Although our flights were booked on United Airlines, they were all subbed out to other carriers. So, we flew from Cape Town to Heathrow on South African Airlines, from Heathrow to Newark, N.J. on Continental, and from Newark to Toronto on Air Canada. It appears that our luggage may have become confused during the exchanges. Mardi and I received our checked luggage yesterday (Saturday), three days after our return. Ethan's bag has also now been located but is not here yet - they are trying to make arrangements to have it delivered. Since this is a holiday weekend, who knows?
I think the problem occurred in South Africa where the ladies at the gate reprinted our tags because there was an error on the ones we had been given when we checked in. However, I would like to blame Continental because they were the ones who misplaced my luggage on my trip to Peru.
One other note: Ethan bought a rugby ball in Hazyview (near Kruger) with South African Springbok logos. When we got to the airport in Nelspruit for our flight to Cape Town, security would not let him take an inflated ball through as a carry-on. We had no pin to deflate it so we had to destroy the bladder with a screwdriver so that he could at least come home with a souvenir. The flight stopped in Johannesburg and as we went to our gate to change planes, lo and behold they were selling the same balls - blown up! And we were past security. No problem taking them on the plane according to the sales person, but to be safe, we bought one that was not inflated.
Sunday, September 4, 2011
Wednesday, August 31, 2011
Hi Dad, Thanks Gram
The picture on the lower right shows Greg congratulating Ethan for ordering Ostrich for dinner on Tuesday night. I had Ostrich as well while Mardi tried the Springbok.
We had a wonderful time in Africa. Were well treated, no sign of crime although we were somewhat insulated and in reasonably good neighbourhoods. There are certainly "slum dog" communities but we didn't go in them.
Weather as reported was excellent, although a cold front and rain rolled in while we waited for our first flight on the way home. Mosquitoes were not a significant factor, but Ethan got a couple of bites while trampolining in the evening. Two more days of pills should erase any risks.
Ethan was a joy to have on the trip. He played cards with a skill beyond his years (caught me wasting wild cards more than once), was most cooperative and polite, really impressed one of our guides when he ordered salad, and was competitive at golf (outdrove Grandma a couple of times). He has an eagle eye and often picked out game before our guides saw it.

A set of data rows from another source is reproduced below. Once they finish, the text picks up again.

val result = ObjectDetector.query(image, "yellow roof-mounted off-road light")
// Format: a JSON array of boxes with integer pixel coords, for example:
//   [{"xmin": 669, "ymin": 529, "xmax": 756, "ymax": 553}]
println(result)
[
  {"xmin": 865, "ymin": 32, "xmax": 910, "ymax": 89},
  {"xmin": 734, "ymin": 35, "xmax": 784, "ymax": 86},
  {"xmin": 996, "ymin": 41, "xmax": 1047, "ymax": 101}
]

Thank you to all who followed our trip blog. I hope it was entertaining.
This will likely be our last post to Ethan's African Adventure. I can now work on the job of restoring my e-mail which I accidently disabled a few days ago when I was having connection problems on the net. And over the next few weeks we will put together an album of the trip for Ethan to show to his friends and family.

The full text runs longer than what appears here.